The procedure for carrying out the projection from three dimensions to two begins by expressing the view vector as a unit vector \(u\) depending on the two view angles \(a\) and \(b\) by the formula

\(u=<\cos a \sin b,\sin a \sin b,\cos b>\)

Now, for a point \(P = (x_3,y_3,z_3)\) in space, take the vector \(v\) from the origin to \(P\), i.e. \(v = <x_3,y_3,z_3>\). Since \(u\) is a unit vector, the (linear algebra) projection of \(v\) onto \(u\) can be computed as proj\(_u v =(u \cdot v)u\) (the dot product of \(u\) and \(v\), scalar product with \(u\)). The vector given by \(v -\)proj\(_u v\) lies in the plane through the origin and perpendicular to \(u\). The head point \(Q\) of this vector has the useful property that the line through \(P\) and \(Q\) is perpendicular to that same plane (if \(P\) is not in the plane). Since the plane perpendicular to \(u\) is also parallel to the plane of the computer screen, this point \(Q\) can be interpreted as a point in a coordinate system on the computer screen.

The astute reader may realize that the key to the puzzle has just been mentioned: The plane perpendicular to the view vector \(u\) must have a coordinate system in order for \(Q\) to be interpreted in it. Even with the assumptions that the coordinate system in the plane will be orthonormal and right-handed, there is still the matter of *rotation* -- that is, rotation of the plane around the view vector \(u\). The view angles \(a\) and \(b\) uniquely determine the view vector \(u\), but say nothing about rotations around \(u\). This information must be determined some other way.

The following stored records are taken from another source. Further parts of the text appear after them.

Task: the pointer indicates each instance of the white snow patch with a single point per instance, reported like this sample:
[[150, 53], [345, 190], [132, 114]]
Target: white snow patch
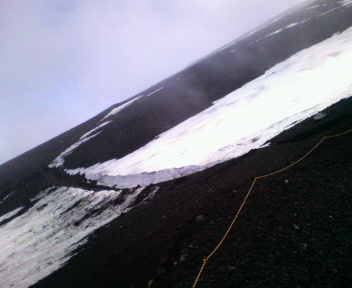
[[246, 119], [42, 239], [10, 214]]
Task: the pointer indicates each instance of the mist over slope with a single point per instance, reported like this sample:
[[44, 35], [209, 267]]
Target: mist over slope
[[113, 202]]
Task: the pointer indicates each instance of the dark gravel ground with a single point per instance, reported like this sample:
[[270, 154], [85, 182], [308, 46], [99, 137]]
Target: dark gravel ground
[[294, 231]]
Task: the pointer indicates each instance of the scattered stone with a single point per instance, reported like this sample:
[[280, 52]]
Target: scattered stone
[[200, 219], [319, 116], [304, 246], [296, 227]]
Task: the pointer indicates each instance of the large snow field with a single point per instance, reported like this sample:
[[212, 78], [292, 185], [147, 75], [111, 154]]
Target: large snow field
[[288, 93], [42, 239]]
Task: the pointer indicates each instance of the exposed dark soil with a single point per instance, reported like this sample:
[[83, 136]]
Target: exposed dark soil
[[294, 231]]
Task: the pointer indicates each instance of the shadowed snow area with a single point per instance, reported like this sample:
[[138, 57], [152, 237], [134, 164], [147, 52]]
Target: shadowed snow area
[[42, 239], [297, 89]]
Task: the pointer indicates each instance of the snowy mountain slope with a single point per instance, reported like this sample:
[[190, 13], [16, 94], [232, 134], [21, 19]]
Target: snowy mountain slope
[[52, 217], [237, 123], [197, 87]]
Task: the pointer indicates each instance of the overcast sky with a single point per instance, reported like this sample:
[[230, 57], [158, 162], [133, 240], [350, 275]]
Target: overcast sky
[[64, 61]]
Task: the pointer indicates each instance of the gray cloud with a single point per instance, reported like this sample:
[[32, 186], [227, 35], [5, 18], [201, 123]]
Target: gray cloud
[[63, 61]]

In the applets above, the choice made was to eliminate this rotation by requiring that the projection of the point \((0,0,1)\) in space lie on the vertical axis in the plane -- i.e. \((0,0,1)\) projects to a point of the form \((0,k)\) in the plane.

This choice is admittedly a compromise, but it does simplify the computations tremendously. The formulas for projecting a point \((x_3,y_3,z_3)\) in space to a point \((x_2,y_2)\) in the plane, using the view angles \(a\) and \(b\), are

\(x_2 =-x_3 \sin a +y_3 \cos a\)
\(y_2 = -x_3 \cos a \cos b - y_3 \sin a \cos b + z_3 \sin b\) |

In more advanced form, the problem can be stated by first noting that three real parameters are needed to describe all 3-by-3 orthogonal matrices with determinant +1, corresponding to transformations between orthonormal right-handed coordinate systems in space (graph rotations), but mouse motions in the applet can only supply horizontal and vertical data, filling in just two of these parameters.